California Choo-Choo (Cont’d.)

It has been a while since we noted the progress (or the lack thereof, as the case may be) of the California high-speed train between Los Angeles and San Francisco. Now word comes from the Associated Press, via the San Jose Mercury News that

“The body overseeing plans to build California’s bullet train has started the daunting and expensive process of acquiring thousands of acres in the Central Valley, where the rail line’s proposed path would slice through farms, stores and motels.

“But months after shovels were supposed to be in the ground, the California High-Speed Rail Authority is in escrow on just one parcel of the 370 it needs to buy or seize through eminent domain for the first 30 miles of construction.
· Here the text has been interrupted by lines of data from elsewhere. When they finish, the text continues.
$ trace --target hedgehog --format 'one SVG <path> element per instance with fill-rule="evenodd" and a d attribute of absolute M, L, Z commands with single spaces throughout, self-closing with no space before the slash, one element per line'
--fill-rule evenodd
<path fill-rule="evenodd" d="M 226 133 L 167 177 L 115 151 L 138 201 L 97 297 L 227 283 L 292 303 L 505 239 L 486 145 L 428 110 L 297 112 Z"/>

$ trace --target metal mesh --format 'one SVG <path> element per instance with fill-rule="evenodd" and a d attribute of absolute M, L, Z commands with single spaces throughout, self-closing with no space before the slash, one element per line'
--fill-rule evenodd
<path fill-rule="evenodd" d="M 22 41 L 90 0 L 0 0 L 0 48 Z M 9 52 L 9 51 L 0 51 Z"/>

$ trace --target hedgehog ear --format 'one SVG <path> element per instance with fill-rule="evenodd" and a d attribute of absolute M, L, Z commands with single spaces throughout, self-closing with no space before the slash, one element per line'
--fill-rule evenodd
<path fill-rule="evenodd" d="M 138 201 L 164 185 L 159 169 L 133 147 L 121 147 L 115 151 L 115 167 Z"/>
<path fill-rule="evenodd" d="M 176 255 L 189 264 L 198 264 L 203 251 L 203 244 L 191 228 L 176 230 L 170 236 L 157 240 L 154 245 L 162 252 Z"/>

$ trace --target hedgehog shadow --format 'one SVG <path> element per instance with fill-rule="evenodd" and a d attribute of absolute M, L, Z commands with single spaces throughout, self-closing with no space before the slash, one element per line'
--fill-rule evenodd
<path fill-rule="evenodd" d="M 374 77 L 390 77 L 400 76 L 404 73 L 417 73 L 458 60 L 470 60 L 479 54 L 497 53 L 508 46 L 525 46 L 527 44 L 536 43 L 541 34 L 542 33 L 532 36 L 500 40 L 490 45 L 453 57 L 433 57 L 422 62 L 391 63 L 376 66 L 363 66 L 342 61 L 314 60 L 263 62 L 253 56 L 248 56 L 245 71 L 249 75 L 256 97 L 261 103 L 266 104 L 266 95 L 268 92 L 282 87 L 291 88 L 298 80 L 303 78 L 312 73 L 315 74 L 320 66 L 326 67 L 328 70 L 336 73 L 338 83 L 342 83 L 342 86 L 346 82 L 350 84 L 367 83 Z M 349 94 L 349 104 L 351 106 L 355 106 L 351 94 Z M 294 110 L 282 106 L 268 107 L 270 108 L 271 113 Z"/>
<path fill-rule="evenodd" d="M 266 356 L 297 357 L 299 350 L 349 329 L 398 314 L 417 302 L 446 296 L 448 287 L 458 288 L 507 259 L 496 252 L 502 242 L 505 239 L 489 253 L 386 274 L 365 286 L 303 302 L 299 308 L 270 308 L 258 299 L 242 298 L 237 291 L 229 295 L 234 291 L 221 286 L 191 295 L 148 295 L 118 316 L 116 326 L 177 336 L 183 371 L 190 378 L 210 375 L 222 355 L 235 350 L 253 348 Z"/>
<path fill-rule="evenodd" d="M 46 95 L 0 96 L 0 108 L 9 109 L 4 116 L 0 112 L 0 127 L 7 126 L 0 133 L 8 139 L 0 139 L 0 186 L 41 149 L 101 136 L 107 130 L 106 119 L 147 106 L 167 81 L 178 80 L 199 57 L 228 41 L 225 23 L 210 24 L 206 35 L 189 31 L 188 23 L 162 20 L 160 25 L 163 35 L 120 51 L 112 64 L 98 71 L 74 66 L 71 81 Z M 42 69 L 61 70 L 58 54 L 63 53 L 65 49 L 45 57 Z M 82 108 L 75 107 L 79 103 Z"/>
The agency says it is within 30 days of reaching deals on another 38 parcels and is negotiating over hundreds of others.”

Not exactly surprising, but there it is.

As usual in eminent domain reportage this dispatch contains stuff that makes clear that its authors are not what you might call well informed.

“California’s eminent domain law limits the amount of money the rail authority can offer above the county’s assessed value.”

Not so. Compensation in eminent domain has little or nothing to do with valuation for property taxes. The constitutionally required “just compensation” in eminent domain casesĀ is defined by statute as “fair market value” which is the highest price that would be paid by a willing but unpressured buyer to a willing but unpressured seller in a voluntary market transaction, with both parties aware of the property’s good and bad features, and giving due consideration to the property’s highest and best use (i.e., its most profitable use). See California Code of Civil Procedure Sec. 1263.320. Also, fair market value may not include any increase or decrease in value attributable to project influence or any steps taken toward its construction. Section 1263.330.

And if the taking is partial, compensation also includes the diminution in value, if any, of the remainder — the part of the subject property that is not taken.